Reads for Writers: The Elements of Eloquence by Mark Forsyth Provides a Masterclass



From Kate’s Writing Crate…

 

As a reader, I always love finding books that appeal to me. As a writer, I am twice as pleased when the authors also provide masterclasses within their books.
          Masterclasses take place when performance artists and musicians work one-on-one with students. Writers don’t generally have this option, but I have found some books to be masterclasses for characters, backstories, plots, settings, voice and/or creativity.

 

          We know when something sounds right or wrong as we read and write, but we don’t always know why. In The Elements of Eloquence: Secrets of the Perfect Turn of Phrase, Mark Forsyth (The Inky Fool blogger) explains it all in delightful detail.

          With verve and wit, British author Forsyth illustrates figures of speech from alliteration to zeugmas with examples from Shakespeare to Sting.

          On pages 45-46:

“Hyperbaton is when you put words in an odd order…[J.R.R.] Tolkien wrote his first story aged seven…about a ‘green great dragon.’ He showed it to his mother who told him…that it had to be a great green one instead.

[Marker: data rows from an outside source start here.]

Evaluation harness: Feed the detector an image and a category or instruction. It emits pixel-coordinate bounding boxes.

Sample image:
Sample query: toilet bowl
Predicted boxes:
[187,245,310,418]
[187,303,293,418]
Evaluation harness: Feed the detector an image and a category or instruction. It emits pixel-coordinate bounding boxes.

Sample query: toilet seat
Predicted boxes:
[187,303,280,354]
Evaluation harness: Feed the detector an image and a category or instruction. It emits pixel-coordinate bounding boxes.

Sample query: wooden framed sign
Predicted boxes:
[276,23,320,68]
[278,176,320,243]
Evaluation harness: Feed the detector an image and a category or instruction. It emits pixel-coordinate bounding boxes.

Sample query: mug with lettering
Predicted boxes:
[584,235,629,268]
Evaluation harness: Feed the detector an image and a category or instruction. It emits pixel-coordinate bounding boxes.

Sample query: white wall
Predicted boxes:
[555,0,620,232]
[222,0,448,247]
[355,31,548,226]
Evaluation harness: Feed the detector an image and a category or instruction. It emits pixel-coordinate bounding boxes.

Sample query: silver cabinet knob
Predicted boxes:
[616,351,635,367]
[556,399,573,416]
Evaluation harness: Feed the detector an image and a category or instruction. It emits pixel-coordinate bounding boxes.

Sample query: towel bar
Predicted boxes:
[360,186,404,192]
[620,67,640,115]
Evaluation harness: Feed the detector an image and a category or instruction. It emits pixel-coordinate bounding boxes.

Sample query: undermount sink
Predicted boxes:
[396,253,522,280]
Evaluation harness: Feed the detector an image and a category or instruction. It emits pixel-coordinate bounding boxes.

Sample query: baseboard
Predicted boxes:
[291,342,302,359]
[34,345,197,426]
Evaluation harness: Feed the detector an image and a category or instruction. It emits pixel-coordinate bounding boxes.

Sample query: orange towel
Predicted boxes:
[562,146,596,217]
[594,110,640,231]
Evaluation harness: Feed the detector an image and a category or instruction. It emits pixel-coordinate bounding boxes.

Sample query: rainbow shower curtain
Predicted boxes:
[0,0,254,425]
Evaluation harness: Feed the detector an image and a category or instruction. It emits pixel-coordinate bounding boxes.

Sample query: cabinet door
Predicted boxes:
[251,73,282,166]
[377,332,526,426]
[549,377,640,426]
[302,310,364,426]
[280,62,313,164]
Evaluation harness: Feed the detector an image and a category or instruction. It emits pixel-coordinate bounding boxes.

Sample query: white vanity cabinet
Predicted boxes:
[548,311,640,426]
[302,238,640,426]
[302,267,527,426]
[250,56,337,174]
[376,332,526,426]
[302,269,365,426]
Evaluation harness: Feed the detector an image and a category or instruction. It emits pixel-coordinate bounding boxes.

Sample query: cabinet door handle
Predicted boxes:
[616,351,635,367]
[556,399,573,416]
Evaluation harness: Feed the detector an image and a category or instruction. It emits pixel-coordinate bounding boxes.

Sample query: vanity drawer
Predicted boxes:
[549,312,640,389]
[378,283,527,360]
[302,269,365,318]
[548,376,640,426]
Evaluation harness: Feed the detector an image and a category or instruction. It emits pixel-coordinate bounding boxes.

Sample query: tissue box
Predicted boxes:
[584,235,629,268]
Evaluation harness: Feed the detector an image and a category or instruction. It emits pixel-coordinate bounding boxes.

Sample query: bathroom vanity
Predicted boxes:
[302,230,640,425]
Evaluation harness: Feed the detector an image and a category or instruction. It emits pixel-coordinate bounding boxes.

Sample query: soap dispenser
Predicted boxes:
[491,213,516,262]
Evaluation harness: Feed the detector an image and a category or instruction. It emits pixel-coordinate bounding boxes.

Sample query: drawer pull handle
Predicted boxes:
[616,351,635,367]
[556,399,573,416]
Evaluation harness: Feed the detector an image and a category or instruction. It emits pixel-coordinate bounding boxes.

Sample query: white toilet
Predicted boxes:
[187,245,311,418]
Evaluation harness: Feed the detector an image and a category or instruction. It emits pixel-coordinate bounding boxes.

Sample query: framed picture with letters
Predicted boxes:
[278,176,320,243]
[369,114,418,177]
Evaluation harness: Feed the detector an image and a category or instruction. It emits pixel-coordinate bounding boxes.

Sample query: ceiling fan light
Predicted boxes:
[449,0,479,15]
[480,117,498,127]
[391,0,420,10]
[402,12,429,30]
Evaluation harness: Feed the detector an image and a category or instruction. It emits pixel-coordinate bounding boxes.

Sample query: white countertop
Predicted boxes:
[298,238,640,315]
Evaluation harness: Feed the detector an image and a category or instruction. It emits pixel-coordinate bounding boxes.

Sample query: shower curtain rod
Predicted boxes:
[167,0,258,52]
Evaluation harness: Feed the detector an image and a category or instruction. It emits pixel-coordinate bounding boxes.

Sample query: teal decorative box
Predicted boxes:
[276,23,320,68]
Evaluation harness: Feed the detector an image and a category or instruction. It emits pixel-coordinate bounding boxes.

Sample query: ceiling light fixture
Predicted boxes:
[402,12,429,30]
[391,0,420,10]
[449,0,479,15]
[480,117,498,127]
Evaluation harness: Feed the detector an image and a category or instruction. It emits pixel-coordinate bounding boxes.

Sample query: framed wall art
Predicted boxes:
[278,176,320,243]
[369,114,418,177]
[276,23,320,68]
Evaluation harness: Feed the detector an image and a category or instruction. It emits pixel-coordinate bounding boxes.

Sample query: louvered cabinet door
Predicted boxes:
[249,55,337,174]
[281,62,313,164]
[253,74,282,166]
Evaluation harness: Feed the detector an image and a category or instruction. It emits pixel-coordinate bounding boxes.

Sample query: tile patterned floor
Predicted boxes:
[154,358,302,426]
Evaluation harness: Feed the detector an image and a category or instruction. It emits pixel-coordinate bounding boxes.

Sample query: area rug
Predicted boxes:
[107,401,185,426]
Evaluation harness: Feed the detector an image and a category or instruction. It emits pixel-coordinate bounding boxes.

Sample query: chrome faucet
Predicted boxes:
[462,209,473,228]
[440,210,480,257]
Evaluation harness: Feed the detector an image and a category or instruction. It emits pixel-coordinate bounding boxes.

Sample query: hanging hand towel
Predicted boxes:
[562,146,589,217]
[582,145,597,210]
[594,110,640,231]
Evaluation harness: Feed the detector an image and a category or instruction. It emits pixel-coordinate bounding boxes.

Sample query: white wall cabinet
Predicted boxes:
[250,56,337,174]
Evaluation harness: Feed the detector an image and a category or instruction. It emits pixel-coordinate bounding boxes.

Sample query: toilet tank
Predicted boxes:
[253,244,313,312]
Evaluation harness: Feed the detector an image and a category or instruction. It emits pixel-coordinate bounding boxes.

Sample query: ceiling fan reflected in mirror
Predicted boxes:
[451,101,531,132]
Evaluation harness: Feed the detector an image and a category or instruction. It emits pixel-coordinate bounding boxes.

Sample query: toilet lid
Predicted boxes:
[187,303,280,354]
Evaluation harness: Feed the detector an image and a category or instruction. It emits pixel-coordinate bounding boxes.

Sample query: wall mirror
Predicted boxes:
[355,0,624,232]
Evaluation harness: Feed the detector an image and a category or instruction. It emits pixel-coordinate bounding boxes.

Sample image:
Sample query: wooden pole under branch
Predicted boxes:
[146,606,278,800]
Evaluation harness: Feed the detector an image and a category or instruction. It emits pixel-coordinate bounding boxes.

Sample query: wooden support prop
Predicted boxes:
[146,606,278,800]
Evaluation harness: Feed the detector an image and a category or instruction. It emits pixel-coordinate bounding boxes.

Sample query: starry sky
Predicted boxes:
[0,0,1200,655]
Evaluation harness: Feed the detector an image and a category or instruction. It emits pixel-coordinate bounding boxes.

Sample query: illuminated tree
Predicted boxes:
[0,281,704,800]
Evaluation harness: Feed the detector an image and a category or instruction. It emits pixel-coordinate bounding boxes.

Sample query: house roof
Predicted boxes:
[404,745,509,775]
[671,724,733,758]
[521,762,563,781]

“The reason for Tolkien’s mistake…is that adjectives in English absolutely have to be in this order: opinion-size-age-shape-colour-origin-material-purpose Noun…It’s an odd thing that every English speaker uses this list, but almost none of us could write it out.

 “…Have you ever heard that patter-pitter of tiny feet? Or the dong-ding of a bell? Or hop-hip music? That’s because when you repeat a word with a different vowel, the order is always I A O.”

         

On pages 113-114:

“Roses are red. Violets are blue. That, at its simplest, is isocolon. Two clauses that are grammatically parallel…Cassius Clay said ‘Float like a butterfly, sting like a bee’…And when Rick tells Ilsa ‘Where I’m going, you can’t follow. What I’ve got to do, you can’t be any part of…’”

 

Forsyth proposes there are formulas to some of these elements that can be used to great effect in our writing, too.
 

          On pages 23-24:

“…in essence antitheses are simple: first you mention one thing: then you mention another…Oscar Wilde was the master of these, with lines like ‘The well-bred contradict other people. The wise contradict themselves.’…‘Journalism is unreadable, and literature is not read’…

“…these are all just plays on the basic formula…: X is Y, and not X is not Y.”

 

On pages 70-73:

“Diacope…is a verbal sandwich: a word or phrase is repeated after a brief interruption. You take two Bonds and stuff a James in the middle...a structure of A B A. But you can extend that to A A B A …‘Romeo, Romeo, wherefore art thou Romeo?’”

 

          On pages 92-93:

“When you end each sentence [or clause] with the same word [or clause], that’s epistrophe.

“This means half the songs ever written are just extended examples…Whether it’s Leonard Cohen ending every verse with hallelujah…[or] When the moon hits your eye like a big pizza pie, that’s also epistrophe because it always ends with amore…

“When the music stops, epistrophe can…be…jabbing at the air for emphasis. That’s the sort that Abraham Lincoln used when he said “government of the people, by the people, for the people…”

 

          Even though I’ll never remember all 43 literary terms Forsyth illustrates, I’m now more conscious of turns of phases as I read and write. That’s why I recommend this book: It’s both a pleasure to read and to use for reference—a true masterclass.